Le gaucho l’écouta avec impatience. Il avait pris goût à l’aventure et il n’admettait aucune modification. Il voulait garder Celinda, mais il ne voulait pas renoncer à rentrer au village à la nuit tombante pour aller se faire acquitter sa mystérieuse dette.

—Tu pourrais aussi faire autre chose, continua Piola. Le père offre de payer si nous lui rendons sa fille, et...

Mais il ne put continuer. Tout près d’eux, derrière l’angle du bâtiment de briques, retentit un coup de feu, suivi d’un cri. L’ami de Manos Duras lança un juron.

—Voilà le bal qui commence, dit-il en armant sa carabine et en courant vers l’endroit d’où venait la détonation.

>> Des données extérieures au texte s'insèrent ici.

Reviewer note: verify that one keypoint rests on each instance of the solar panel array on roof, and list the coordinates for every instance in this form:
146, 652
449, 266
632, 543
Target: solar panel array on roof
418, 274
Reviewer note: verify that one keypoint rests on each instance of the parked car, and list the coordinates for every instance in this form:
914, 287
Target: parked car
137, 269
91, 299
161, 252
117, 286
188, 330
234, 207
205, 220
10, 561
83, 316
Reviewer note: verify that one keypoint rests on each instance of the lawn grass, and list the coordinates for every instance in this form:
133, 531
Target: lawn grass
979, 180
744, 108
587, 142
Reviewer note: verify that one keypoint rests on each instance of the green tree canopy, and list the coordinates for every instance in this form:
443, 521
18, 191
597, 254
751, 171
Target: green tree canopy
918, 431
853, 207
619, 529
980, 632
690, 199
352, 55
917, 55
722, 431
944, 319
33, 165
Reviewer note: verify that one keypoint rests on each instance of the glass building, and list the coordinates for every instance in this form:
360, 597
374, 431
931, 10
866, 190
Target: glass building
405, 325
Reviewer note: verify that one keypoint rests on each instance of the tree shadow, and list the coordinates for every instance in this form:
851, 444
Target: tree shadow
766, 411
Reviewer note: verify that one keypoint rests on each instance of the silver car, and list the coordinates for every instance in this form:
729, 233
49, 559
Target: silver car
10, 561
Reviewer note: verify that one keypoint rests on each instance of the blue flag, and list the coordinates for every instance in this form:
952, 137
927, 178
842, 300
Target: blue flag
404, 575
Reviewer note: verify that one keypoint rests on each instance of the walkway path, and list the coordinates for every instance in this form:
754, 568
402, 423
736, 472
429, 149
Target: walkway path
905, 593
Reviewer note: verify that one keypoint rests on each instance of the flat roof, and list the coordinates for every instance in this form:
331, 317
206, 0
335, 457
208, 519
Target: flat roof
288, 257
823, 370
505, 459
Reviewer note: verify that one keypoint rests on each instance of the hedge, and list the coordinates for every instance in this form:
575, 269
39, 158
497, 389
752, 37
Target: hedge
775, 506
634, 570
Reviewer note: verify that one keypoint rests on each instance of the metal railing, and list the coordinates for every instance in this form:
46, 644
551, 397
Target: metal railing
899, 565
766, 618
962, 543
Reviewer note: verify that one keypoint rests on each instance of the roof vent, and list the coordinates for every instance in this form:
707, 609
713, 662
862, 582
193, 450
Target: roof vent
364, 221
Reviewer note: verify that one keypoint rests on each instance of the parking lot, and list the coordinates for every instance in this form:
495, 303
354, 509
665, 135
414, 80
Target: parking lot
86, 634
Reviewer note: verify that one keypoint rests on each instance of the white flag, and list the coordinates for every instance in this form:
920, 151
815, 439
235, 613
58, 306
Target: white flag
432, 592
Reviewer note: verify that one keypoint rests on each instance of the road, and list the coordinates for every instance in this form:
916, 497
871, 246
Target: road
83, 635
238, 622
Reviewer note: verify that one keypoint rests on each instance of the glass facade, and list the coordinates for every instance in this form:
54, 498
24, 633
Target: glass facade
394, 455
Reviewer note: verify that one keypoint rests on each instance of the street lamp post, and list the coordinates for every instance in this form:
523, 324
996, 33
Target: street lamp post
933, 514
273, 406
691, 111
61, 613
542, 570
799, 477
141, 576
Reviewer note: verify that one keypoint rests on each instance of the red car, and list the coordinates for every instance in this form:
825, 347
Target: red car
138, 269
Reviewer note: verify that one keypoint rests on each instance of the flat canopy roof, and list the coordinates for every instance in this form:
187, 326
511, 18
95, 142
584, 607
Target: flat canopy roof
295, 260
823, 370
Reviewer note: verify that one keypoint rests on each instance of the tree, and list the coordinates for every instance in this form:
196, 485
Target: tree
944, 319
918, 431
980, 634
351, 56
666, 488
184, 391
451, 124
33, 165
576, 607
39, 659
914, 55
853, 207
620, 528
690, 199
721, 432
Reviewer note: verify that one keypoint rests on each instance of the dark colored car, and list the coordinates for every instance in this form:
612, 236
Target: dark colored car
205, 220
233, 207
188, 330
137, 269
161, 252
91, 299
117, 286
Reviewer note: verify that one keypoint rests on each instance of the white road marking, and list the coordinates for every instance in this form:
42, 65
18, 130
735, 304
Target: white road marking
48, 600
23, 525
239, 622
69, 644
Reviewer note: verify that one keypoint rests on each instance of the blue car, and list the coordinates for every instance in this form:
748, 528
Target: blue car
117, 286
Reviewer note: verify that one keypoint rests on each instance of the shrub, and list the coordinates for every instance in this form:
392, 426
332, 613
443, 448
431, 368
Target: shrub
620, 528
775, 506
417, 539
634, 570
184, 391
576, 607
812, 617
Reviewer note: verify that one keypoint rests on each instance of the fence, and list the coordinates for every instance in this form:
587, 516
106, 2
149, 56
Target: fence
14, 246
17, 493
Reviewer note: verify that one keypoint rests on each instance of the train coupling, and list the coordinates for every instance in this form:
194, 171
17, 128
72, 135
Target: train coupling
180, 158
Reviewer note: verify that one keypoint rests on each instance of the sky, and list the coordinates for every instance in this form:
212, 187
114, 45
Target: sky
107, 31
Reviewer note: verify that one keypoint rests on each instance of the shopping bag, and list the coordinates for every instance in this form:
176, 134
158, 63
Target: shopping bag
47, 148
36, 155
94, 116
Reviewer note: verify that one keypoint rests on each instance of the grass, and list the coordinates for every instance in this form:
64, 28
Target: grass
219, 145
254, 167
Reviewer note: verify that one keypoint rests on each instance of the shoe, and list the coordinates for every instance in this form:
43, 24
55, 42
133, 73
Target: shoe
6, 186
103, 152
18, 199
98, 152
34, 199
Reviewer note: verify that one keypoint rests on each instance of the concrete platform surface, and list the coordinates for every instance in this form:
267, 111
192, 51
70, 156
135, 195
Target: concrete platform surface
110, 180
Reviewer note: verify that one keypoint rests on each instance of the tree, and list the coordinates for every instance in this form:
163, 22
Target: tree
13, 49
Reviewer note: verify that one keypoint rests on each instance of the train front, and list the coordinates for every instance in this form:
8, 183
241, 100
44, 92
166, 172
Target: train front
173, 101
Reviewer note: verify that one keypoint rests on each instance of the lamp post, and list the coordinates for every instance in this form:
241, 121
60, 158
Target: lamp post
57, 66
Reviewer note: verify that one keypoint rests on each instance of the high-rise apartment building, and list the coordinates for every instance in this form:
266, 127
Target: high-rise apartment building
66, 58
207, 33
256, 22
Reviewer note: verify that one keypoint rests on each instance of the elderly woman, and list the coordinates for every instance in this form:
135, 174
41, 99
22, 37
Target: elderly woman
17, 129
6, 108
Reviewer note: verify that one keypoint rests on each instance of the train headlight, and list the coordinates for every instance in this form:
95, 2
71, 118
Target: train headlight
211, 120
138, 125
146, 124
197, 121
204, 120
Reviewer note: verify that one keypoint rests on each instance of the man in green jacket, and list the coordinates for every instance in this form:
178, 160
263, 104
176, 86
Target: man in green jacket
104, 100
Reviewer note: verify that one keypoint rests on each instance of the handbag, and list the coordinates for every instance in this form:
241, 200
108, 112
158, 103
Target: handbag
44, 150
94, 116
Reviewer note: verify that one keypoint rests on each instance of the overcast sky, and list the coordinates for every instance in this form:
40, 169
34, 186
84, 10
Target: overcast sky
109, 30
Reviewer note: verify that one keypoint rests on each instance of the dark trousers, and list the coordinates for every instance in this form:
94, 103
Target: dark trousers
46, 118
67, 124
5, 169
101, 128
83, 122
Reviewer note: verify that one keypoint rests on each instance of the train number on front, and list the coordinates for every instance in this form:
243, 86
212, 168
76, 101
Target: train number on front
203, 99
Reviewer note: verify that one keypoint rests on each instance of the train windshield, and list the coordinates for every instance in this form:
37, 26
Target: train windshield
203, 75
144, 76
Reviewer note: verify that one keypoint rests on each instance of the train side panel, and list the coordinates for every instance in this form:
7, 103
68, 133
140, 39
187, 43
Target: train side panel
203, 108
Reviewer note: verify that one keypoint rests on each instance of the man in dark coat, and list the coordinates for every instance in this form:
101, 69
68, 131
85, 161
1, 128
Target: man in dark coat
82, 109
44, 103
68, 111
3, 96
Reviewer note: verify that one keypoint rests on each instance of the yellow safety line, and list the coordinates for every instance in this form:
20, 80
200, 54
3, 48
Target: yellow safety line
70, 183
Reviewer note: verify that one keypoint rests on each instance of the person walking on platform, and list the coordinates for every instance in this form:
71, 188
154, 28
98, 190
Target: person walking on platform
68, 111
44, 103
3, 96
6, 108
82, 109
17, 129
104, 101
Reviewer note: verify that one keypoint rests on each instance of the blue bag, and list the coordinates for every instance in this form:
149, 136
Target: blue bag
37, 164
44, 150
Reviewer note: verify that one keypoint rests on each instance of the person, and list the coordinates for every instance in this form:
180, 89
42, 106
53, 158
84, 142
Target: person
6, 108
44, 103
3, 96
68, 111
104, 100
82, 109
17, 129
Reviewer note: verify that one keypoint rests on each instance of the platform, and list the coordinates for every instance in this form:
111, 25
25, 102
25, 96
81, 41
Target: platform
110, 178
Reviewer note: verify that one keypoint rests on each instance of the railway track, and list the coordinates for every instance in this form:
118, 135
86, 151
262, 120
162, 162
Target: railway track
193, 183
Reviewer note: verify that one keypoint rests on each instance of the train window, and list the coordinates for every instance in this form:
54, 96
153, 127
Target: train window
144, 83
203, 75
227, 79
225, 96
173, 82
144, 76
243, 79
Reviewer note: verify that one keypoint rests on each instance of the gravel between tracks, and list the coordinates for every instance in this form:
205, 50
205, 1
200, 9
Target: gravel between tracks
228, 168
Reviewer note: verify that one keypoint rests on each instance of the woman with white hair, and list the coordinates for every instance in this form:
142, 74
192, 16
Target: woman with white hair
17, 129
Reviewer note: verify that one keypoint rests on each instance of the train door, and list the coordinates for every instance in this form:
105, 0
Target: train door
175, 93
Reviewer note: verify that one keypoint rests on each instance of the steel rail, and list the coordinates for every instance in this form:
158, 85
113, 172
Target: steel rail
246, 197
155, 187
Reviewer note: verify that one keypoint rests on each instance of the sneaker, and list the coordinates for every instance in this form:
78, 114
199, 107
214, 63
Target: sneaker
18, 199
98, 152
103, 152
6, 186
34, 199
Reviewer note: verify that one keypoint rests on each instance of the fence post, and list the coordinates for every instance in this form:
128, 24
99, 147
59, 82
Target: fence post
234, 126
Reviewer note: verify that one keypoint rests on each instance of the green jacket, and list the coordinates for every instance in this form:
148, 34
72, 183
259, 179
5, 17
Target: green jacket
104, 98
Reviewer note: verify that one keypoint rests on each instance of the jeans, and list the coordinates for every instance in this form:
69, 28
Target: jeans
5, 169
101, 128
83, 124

Rojas venait de décharger son revolver sur l’homme qui lui barrait la route. Ce dernier avait surtout surveillé Watson qui était le plus jeune et lui inspirait plus de méfiance; il avait tourné son fusil vers lui et don Carlos avait profité de cette négligence pour tirer doucement son revolver, viser la poitrine du gaucho, et faire feu.

Dès que l’ennemi fut à terre, Watson se pencha sur lui pour s’emparer de son arme.

Quand Piola arriva au coin du rancho, Rojas avait déjà le pied à l’étrier; par un sentiment atavique de centaure champêtre, il se croyait plus fort et plus sûr à cheval qu’à pied. Watson, qui luttait avec le blessé, venait de lui arracher son rifle et se préparait à se redresser; mais il vit le bandit andin le viser, car il était le plus près de lui; instinctivement il se courba au moment même où le coup partait. Grâce à ce mouvement, le projectile, au lieu de lui traverser la poitrine, lui entama seulement l’épaule gauche, ne lui faisant qu’une blessure superficielle. La douleur l’obligea à lâcher la carabine et il demeura accroupi, tenant son épaule dans sa main.